Godhika
Thera, pada suatu kesempatan, melatih meditasi ketenangan dan pandangan terang,
di atas lempengan batu di kaki gunung Isigili di Magadha. Ketika beliau telah
mencapai Jhana, beliau jatuh sakit; dan kondisi ini mempengaruhi latihannya.

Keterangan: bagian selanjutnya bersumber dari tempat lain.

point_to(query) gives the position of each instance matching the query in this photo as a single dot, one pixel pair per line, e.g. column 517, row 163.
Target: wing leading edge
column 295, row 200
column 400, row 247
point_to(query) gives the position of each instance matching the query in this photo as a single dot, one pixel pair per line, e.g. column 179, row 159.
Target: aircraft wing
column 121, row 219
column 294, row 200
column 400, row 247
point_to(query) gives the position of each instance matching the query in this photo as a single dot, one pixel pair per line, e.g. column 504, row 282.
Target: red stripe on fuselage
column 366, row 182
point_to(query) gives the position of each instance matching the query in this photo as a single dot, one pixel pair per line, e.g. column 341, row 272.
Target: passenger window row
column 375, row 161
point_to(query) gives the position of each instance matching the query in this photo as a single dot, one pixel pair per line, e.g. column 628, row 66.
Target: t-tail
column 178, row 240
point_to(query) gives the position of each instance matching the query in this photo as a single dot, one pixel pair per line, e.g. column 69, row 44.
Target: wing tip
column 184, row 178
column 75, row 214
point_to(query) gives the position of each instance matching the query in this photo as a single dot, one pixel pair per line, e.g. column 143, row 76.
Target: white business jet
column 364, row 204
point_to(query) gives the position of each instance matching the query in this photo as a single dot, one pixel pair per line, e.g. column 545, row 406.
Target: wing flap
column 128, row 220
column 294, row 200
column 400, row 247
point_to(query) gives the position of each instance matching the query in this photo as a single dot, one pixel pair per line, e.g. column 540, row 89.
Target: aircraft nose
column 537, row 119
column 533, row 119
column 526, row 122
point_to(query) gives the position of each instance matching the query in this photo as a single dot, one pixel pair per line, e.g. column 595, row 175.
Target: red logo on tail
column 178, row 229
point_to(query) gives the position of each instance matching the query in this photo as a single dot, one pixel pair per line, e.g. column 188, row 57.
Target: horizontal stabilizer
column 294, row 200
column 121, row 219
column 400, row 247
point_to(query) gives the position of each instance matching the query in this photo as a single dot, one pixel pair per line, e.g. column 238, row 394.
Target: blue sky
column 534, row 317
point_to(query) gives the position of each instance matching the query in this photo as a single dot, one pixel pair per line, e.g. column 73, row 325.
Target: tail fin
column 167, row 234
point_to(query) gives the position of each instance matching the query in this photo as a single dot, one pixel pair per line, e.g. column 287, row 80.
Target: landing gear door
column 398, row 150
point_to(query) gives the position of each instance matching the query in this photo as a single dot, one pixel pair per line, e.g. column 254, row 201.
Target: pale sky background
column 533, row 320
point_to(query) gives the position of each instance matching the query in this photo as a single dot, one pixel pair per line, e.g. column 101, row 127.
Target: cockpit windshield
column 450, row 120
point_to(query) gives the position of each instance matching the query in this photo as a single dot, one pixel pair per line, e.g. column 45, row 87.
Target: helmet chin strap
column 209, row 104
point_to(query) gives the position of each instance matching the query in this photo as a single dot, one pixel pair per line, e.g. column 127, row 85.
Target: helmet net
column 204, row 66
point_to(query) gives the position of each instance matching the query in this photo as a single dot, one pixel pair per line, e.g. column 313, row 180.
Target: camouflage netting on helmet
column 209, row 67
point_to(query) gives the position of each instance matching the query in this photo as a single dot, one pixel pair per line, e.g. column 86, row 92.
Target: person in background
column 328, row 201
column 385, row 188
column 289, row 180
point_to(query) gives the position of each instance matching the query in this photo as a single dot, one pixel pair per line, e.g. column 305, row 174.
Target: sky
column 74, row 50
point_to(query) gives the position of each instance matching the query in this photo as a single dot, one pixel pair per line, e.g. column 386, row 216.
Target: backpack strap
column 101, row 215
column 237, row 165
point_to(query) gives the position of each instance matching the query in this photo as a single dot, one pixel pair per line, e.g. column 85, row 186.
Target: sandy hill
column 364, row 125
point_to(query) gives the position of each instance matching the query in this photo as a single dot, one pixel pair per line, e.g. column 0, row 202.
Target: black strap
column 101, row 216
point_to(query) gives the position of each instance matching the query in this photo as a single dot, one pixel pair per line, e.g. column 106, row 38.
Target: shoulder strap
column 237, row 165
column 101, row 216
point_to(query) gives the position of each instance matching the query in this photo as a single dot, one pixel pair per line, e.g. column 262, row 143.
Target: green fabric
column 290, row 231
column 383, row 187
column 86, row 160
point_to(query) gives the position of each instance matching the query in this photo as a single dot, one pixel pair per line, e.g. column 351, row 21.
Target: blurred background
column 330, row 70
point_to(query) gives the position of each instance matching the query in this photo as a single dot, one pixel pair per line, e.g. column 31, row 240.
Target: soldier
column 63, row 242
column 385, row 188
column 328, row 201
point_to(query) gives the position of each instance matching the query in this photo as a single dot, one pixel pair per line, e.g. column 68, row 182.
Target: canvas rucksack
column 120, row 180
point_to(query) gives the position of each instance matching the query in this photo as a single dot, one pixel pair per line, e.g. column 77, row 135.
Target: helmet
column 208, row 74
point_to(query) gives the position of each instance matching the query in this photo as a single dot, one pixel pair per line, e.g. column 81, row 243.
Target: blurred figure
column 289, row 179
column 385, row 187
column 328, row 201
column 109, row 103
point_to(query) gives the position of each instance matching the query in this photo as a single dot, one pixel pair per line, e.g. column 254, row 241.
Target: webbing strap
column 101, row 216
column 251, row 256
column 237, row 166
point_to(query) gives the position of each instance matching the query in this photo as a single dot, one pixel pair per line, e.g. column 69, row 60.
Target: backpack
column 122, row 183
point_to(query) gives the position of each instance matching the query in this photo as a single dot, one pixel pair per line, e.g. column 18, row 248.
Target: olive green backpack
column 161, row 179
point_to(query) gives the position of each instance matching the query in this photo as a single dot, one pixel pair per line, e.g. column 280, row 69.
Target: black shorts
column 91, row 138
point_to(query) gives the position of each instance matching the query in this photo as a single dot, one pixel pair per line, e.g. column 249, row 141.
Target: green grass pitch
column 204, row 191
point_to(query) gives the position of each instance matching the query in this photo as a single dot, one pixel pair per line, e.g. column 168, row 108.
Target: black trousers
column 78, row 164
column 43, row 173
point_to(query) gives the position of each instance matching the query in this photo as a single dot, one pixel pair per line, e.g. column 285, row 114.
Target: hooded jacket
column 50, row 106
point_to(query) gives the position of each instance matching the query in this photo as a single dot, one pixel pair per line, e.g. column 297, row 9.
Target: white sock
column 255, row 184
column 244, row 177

Dengan mengabaikan rasa sakitnya, dia tetap berlatih dengan keras; tetapi
setiap kali beliau mencapai kemajuan, beliau merasa kesakitan. Beliau mengalami
hal ini sebanyak enam kali. Akhirnya, beliau memutuskan untuk berjuang keras
hingga mencapai tingkat arahat, walaupun ia harus mati untuk itu.
Tanpa
beristirahat, beliau melanjutkan meditasinya dengan rajin. Akhirnya beliau
memutuskan untuk mengakhiri hidupnya sendiri. Dengan memilih perasaan sakit
sebagai obyek meditasi, beliau memotong lehernya sendiri dengan pisau. Dengan
berkonsentrasi terhadap rasa sakit, beliau dapat memusatkan pikirannya dan
mencapai arahat, tepat sebelum beliau meninggal.
Ketika
Mara mendengar bahwa Godhika Thera telah meninggal dunia, ia mencoba untuk
menemukan dimana Godhika Thera tersebut dilahirkan, tetapi gagal. Maka, dengan
menyamar seperti laki-laki muda, Mara menghampiri Sang Buddha dan bertanya
dimana Godhika Thera sekarang. Sang Buddha menjawab, “Tidak ada manfaatnya bagi
kamu untuk mengetahui Godhika Thera. Setelah terbebas dari kekotoran-kekotoran
moral, ia mencapai tingkat kesucian arahat. Seseorang seperti kamu, Mara,
dengan seluruh kekuatanmu tidak akan dapat menemukan kemana para arahat pergi
setelah meninggal dunia.”
Kemudian
Sang Buddha membabarkan syair 57 berikut:
Mara tak dapat menemukan jejak mereka yang
memiliki sila,
yang hidup tanpa kelengahan,
dan yang telah terbebas melalui Pengetahuan Sempurna.